Starring: Matthew Ninaber, Tony Nash, and Jeremy Ninaber
Directed by: Matthew Ninaber
Written by: Jennifer Lloyd, Matthew Ninaber, and Aaron Tomlin
“Transference” opens with a really horrific scene in a hospital. Yes, it takes a few minutes to set up and ultimately is a dream, but sets off the movie on a high note. Unfortunately, that’s much of the horror in the movie for awhile. Instead this becomes a sci-fi type movie. So what does that mean is in store for the audience from here on out?
Lots of confusion especially if the audience has no idea what this movie is about going into it. The audience gets that Joshua (Jeremy Ninaber) is trying to cure his sister, Emma (Melissa Joy Boerger), but what’s wrong with her? They leave a lot of mystery to that until the ending. Of course they can’t give that away early on, but maybe they should have given a few more clues earlier on. The movie is filled with too much of Joshua’s desperation to save his sister. It’s great to worry about family, but it’s a little overboard.
What really adds to the confusion are the flashbacks/dream sequences that keep popping up. Some are random while others build on top of each other. One set of flashbacks involves showing how Joshua is an underground fighter, and that’s how he makes his money. Another set of them, which are the best ones, involve a mystery man in a helmet. Apparently he’s stalking Joshua in search of his sister. It seems he’s the best tip off at what’s going on because he seems to have some kind of strength that isn’t natural.
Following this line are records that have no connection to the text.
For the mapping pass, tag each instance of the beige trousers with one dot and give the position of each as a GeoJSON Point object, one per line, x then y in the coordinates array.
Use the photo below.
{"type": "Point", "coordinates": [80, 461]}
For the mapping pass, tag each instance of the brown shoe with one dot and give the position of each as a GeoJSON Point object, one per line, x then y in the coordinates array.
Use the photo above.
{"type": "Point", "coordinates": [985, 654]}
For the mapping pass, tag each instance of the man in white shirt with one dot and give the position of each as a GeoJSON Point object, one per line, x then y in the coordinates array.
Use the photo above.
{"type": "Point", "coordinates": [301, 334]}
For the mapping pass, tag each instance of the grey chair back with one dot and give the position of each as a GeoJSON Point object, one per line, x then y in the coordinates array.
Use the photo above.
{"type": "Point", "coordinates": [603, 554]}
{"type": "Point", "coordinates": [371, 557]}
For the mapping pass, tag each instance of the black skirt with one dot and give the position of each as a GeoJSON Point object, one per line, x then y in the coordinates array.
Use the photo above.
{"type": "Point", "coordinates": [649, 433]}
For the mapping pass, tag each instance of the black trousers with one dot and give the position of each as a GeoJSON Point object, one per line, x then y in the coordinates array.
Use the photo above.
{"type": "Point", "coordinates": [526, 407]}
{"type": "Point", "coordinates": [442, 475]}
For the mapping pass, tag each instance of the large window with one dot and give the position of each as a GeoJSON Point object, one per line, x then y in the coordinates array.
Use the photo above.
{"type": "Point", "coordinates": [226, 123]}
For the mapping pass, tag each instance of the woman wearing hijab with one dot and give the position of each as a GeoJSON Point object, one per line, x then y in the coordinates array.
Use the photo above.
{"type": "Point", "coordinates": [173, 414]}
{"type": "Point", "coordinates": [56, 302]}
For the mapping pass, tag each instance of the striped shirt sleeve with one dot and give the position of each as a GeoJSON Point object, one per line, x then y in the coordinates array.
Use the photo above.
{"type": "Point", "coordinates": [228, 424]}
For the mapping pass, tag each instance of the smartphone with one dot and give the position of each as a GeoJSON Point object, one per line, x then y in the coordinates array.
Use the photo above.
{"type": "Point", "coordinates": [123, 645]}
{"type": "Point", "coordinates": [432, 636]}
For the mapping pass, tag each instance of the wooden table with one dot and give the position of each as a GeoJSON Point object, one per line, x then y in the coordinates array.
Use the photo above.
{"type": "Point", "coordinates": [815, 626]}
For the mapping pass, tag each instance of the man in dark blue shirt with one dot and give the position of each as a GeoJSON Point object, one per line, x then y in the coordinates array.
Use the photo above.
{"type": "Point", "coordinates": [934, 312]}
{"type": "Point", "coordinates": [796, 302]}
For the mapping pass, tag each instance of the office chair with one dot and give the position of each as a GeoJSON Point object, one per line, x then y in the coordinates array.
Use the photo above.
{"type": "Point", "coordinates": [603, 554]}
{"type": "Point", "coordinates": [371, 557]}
It really isn’t until the final act that the film takes off because the confusion ends. Now the audience finds out what the story is with Emma, and it explains some of the flashbacks. It turns out that the film is very much like a superhero film just one that takes a long time revealing the heroes powers. Also, that means it ends with a battle of good and evil.
In the end, “Transference” is actually a good story, but just might not have been told in the right way. There are too many flashbacks instead of just straight story. When the story is told, it has a lot to do with Joshua’s need to protect his sister. They should have let the characters develop a little more in real time instead of jumping around. Regardless, the ending does answer many questions, and leaves the movie on an exciting note. Whether it will confuse audiences, or just me, I give movie 2 pools of blood.